No es fácil ser padre en Cuba. No lo ha sido nunca, y hoy mucho menos. Con tantas cosas por resolver, con tantas puertas cerradas, con tanta carga encima, a veces lo más difícil no es criar a los hijos, sino no desmoronarse en el intento. Pero aun así, ahí están muchos padres al pie del cañón. Algunos con manos callosas de tanto trabajar, otros con el rostro envejecido antes de tiempo, todos con una historia detrás que nadie les pregunta pero que merece contarse.

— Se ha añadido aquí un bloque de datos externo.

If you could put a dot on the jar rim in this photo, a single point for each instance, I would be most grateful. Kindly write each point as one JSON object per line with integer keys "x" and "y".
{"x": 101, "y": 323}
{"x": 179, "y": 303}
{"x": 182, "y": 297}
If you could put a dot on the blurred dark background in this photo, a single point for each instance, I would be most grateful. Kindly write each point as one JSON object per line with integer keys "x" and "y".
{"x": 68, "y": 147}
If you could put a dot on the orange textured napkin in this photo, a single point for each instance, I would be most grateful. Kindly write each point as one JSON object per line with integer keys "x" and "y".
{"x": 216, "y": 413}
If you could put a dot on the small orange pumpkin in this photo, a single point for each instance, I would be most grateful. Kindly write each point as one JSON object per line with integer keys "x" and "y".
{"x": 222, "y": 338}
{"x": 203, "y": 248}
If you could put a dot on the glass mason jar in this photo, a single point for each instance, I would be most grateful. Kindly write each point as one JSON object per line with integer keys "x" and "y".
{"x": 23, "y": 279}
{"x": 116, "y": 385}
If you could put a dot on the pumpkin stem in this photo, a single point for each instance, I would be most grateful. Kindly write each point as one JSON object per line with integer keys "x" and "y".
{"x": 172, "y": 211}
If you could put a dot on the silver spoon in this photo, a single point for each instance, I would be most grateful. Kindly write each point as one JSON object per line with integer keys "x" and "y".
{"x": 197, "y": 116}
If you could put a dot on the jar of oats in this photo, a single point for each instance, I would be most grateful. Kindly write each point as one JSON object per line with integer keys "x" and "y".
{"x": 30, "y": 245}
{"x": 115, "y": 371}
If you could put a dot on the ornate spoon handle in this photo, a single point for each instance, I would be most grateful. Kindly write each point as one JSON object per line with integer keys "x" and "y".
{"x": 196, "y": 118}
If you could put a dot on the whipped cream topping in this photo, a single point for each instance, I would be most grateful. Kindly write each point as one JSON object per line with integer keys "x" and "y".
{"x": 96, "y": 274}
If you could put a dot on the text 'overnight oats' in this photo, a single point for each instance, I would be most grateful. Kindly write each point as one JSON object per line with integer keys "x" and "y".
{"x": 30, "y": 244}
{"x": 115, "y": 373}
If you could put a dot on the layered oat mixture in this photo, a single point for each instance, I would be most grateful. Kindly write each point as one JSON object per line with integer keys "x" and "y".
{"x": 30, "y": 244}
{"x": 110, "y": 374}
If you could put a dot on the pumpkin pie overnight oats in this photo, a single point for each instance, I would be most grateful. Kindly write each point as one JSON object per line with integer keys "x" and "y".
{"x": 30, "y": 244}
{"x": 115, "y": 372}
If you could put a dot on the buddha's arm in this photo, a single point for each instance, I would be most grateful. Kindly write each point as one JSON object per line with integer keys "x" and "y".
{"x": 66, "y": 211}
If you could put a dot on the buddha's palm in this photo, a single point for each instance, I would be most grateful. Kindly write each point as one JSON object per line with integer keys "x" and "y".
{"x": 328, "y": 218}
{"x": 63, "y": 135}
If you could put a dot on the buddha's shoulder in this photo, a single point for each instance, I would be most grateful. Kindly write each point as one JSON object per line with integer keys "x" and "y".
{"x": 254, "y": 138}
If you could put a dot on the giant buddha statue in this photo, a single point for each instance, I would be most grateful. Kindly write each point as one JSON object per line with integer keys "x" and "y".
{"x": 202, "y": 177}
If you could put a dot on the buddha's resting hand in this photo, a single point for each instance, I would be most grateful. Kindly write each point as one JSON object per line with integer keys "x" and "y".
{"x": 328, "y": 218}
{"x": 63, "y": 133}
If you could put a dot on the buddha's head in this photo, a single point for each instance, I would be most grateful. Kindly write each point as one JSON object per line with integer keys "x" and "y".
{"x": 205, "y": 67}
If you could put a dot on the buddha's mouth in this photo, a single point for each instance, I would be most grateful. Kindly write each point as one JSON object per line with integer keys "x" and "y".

Padres que crecieron sin tener un modelo, padres que se juraron no repetir los errores del suyo, padres que tropiezan, se equivocan, pero vuelven a levantarse con más fuerza porque entienden que los hijos no necesitan un padre perfecto, sino uno presente, uno que ame con el corazón en la mano.
Y es que en esta tierra donde se hace tanto con tan poco, ser padre es una heroicidad diaria: es pararse frente al espejo y decirse “vamos otra vez”, aunque ayer haya sido difícil, es sostener a la familia incluso cuando el alma está cansada, ser fuerte sin dejar de ser tierno y ser guía sin dejar de aprender.
Porque los hijos no vienen con instrucciones, pero sí con una capacidad infinita para moldearte y empiezas a ver la vida con otros ojos. Lo que antes era importante, deja de serlo. Lo que antes parecía un problema, se vuelve mínimo. Gran parte de la vida gira en torno a esos seres pequeños —y después no tan pequeños— que con una sonrisa o una palabra te recuerdan que vale la pena todo.